Advances in Photoelectrochemistry: Investigating the Use of GLAD Technique for Optimization of WOx Photoelectrodes in Sustainable Hydrogen Generation

Abstract

The urgent demand for sustainable energy technologies is amplified by the adverse environmental impacts of the intensive use of fossil fuels, particularly the increase in greenhouse gas emissions. In this scenario, photoelectrochemical (PEC) hydrogen production, which uses solar energy to catalyze the oxidation of water, is emerging as a viable alternative due to its potential efficiency and sustainability. However, improving the efficiency of this technology under visible light, while keeping costs under control, remains a challenge. Tungsten oxide (WO3), an n-type semiconductor, shows promise for overcoming these barriers due to its low cost, low toxicity, and effectiveness under visible light.
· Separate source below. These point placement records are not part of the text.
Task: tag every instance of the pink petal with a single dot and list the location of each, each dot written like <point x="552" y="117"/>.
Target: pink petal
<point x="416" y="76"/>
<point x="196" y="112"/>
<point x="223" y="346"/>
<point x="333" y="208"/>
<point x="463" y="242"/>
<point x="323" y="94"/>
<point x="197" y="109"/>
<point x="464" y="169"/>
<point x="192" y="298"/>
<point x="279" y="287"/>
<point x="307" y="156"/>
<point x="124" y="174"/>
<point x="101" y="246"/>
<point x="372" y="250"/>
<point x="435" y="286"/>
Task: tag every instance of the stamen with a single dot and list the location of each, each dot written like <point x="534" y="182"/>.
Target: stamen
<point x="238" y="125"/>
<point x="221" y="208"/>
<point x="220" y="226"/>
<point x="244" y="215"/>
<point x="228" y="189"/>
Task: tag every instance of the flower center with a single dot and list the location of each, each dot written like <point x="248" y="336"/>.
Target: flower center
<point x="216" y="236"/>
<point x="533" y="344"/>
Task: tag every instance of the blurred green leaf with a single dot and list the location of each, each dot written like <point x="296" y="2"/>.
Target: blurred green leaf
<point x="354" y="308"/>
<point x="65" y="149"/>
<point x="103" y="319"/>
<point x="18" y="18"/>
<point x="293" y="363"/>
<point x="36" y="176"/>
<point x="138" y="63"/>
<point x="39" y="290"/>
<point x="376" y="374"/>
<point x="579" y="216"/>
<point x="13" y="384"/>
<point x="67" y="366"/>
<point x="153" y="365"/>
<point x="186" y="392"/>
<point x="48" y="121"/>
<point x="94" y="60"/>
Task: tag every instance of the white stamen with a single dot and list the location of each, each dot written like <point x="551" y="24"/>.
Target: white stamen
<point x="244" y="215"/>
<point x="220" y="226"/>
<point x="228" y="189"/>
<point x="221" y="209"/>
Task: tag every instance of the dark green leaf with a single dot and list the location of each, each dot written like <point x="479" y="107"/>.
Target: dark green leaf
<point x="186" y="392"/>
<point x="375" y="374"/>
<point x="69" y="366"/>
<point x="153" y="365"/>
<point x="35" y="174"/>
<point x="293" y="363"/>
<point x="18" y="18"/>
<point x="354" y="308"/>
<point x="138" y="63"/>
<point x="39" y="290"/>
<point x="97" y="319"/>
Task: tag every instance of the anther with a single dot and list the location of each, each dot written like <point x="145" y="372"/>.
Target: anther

Magnetron Sputtering and Glancing Angle Deposition (GLAD) techniques are employed to fabricate WO3 films, with GLAD allowing precise control over the nanostructure of the films, which is crucial for increasing the surface area and improving the microstructure, boosting the efficiency of PEC devices in hydrogen production. This project aims to optimize WO3 photoelectrodes through these advanced fabrication techniques, seeking an effective solution for hydrogen generation through PEC processes, in line with global needs for cleaner and more sustainable energy sources.